The revised capital output floor then limits how far modelled RWAs can fall below standardised calculated RWAs. A bank must hold RWAs as the higher of its approved approaches, or 72.5% of RWAs calculated using standardised approaches. A phased implementation methodology (i.e., transitional period) will allow firms more time to adapt while maintaining alignment with international jurisdictions.
31 March 2026: Your rehearsal for Basel 3.1 readiness
The PRA has initiated a Basel 3.1 data collection exercise due on 31 March 2026 (31 December 2025 reference date) as part of an off-cycle review of firm-specific Pillar 2 capital requirements. This applies to non-SDDT (Small Domestic Deposit Takers), non-exempt firms. You should use it as a rehearsal for governance and explainability.
How Basel 3.1 reshapes your business
Some banks may find that they need to adjust elements of their business model because Basel 3.1 can drive capital increases in specific products, portfolios, or structures. This could profoundly impact operating models which will then need to be revised and assessed, and approved, by the banks and their owners.
For example, Basel 3.1 can reshape pricing, product mix and balance sheet strategy, from lower-risk lending shifts to trading activity reassessments under FRTB. Therefore, banks may need to adjust their capital management strategies and potentially rethink their business models to maintain profitability in the face of stricter regulatory requirements.

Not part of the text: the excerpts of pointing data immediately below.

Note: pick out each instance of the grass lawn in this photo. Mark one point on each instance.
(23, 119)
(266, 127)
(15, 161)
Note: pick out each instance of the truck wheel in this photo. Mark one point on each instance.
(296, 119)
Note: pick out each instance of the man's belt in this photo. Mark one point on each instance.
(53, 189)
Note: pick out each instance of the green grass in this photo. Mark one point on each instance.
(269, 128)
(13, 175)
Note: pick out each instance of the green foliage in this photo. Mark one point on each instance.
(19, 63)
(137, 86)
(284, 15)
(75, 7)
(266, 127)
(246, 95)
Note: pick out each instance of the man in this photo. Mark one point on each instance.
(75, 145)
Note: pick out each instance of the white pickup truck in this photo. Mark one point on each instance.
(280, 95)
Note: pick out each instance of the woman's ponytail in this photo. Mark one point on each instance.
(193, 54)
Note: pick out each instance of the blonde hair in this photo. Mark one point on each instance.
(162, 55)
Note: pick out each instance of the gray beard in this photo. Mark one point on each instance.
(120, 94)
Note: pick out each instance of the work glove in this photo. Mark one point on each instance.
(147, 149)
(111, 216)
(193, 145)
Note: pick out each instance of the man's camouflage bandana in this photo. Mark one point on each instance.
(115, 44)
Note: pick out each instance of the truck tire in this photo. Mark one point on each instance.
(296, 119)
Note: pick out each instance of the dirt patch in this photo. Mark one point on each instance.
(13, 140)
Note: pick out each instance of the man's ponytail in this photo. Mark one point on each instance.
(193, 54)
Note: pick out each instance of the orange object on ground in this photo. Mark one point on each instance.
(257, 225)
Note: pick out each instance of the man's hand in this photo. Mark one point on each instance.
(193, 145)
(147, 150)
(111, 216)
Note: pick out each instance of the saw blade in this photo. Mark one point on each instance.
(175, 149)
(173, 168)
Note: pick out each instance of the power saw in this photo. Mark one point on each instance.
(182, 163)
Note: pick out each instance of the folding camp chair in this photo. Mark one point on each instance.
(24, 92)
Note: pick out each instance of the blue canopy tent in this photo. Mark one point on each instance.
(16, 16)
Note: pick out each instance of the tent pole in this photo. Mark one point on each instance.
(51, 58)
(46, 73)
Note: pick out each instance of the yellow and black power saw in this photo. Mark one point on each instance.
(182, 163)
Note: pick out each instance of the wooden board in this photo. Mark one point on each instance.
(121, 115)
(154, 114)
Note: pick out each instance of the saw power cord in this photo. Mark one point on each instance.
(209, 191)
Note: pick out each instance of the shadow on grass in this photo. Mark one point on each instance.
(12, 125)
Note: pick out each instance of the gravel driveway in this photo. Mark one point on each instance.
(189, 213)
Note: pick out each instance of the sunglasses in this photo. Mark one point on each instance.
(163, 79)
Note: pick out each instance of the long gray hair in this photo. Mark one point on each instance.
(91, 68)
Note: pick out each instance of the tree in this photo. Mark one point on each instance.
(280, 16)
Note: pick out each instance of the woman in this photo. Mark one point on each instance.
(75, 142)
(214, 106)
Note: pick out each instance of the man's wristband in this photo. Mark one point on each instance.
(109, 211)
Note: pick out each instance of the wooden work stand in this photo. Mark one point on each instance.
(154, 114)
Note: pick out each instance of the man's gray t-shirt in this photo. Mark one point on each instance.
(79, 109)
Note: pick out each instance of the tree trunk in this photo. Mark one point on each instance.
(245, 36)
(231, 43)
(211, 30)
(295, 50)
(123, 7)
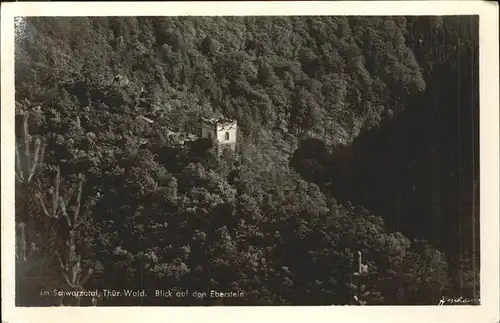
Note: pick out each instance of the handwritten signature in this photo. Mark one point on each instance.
(457, 301)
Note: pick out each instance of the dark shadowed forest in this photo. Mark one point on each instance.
(356, 136)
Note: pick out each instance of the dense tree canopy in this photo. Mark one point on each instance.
(164, 216)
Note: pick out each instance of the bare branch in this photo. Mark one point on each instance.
(55, 197)
(64, 211)
(19, 169)
(81, 179)
(35, 164)
(26, 139)
(42, 204)
(60, 261)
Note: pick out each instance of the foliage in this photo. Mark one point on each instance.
(169, 216)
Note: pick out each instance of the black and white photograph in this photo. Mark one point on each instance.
(246, 160)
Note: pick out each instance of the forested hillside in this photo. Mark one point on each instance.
(283, 219)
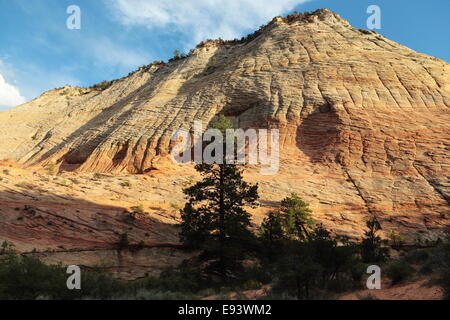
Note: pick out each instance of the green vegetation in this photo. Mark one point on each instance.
(102, 85)
(214, 219)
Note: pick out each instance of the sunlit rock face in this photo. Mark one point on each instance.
(364, 123)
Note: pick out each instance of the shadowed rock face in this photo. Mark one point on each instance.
(364, 122)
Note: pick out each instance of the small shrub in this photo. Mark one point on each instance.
(138, 209)
(123, 241)
(51, 168)
(98, 176)
(399, 271)
(252, 285)
(125, 184)
(417, 256)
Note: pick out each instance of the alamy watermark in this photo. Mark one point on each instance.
(251, 146)
(73, 22)
(74, 280)
(374, 280)
(374, 20)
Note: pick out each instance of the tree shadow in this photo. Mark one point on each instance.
(318, 134)
(37, 218)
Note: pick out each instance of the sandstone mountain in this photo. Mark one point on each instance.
(364, 130)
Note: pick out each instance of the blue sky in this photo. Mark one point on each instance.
(38, 52)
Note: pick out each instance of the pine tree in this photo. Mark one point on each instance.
(214, 218)
(271, 235)
(371, 245)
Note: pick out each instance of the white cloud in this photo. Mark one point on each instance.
(109, 53)
(202, 19)
(9, 95)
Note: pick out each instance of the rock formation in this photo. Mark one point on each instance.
(364, 121)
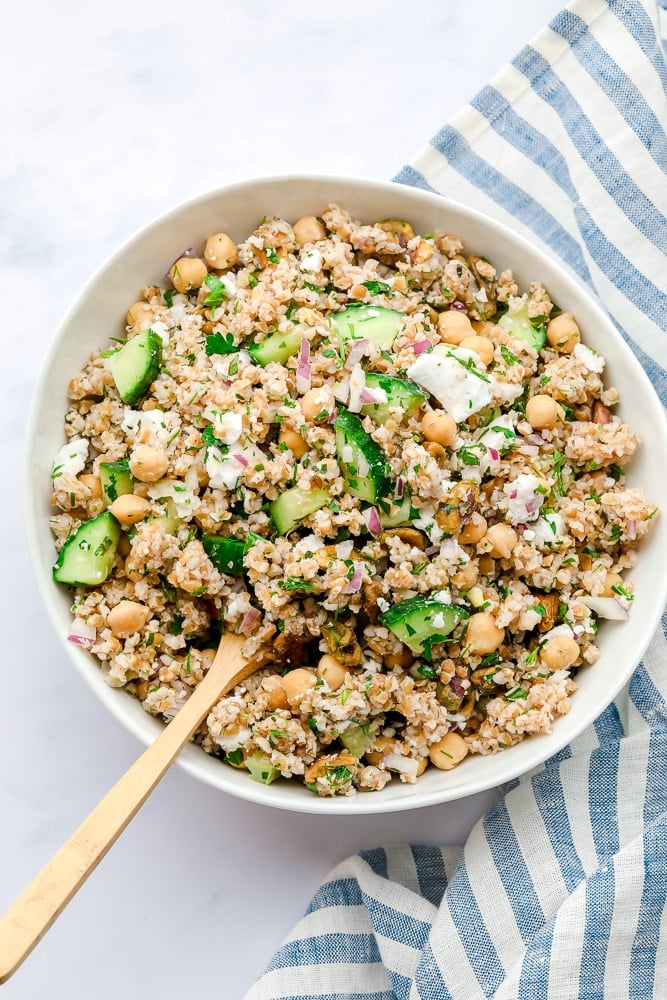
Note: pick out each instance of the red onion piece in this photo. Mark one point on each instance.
(354, 584)
(250, 617)
(420, 346)
(606, 607)
(372, 519)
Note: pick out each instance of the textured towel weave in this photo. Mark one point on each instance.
(560, 890)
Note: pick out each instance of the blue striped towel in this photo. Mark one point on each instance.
(560, 891)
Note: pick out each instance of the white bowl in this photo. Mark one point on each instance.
(98, 314)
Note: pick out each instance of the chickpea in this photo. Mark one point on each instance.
(317, 401)
(454, 326)
(296, 683)
(403, 658)
(612, 580)
(439, 426)
(543, 412)
(563, 333)
(486, 564)
(483, 327)
(560, 652)
(188, 273)
(129, 509)
(148, 464)
(483, 635)
(294, 441)
(332, 671)
(448, 752)
(308, 230)
(220, 252)
(275, 689)
(502, 538)
(127, 618)
(482, 347)
(381, 746)
(94, 484)
(474, 530)
(140, 316)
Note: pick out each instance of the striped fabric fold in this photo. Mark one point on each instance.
(560, 891)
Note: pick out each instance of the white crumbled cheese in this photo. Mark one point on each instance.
(311, 261)
(185, 502)
(162, 331)
(497, 441)
(223, 472)
(547, 529)
(455, 379)
(524, 500)
(70, 459)
(589, 358)
(357, 386)
(552, 633)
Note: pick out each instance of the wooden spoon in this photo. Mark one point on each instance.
(37, 908)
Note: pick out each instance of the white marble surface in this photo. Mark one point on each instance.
(109, 115)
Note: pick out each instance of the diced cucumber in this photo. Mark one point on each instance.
(87, 557)
(116, 479)
(276, 347)
(374, 323)
(394, 513)
(135, 366)
(290, 508)
(358, 739)
(361, 459)
(519, 325)
(422, 621)
(261, 768)
(400, 393)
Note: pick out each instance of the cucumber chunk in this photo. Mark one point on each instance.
(422, 621)
(361, 460)
(261, 768)
(293, 505)
(358, 739)
(276, 347)
(374, 323)
(519, 326)
(400, 393)
(135, 366)
(87, 557)
(116, 478)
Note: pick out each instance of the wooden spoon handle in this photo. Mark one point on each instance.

The bottom line: This is a programme
Basel 3.1, together with FRTB, represents the most comprehensive regulatory capital reform in banking history. It introduces unprecedented data requirements and demands all-encompassing preparatory work across every applicable area of the financial institution.
Framed properly , Basel 3.1 is a very large, structured change management programme.
This includes new capital calculation models will need to be built for Credit Risk, Market Risk/FRTB, Operational Risks, CVA, and possibly some Pillar 2 risks. These new models will need to be designed, constructed and validated. Some of these models are very complex and will require significant resources. And, in many cases, additional new data will be required based on new types and additional required granularity.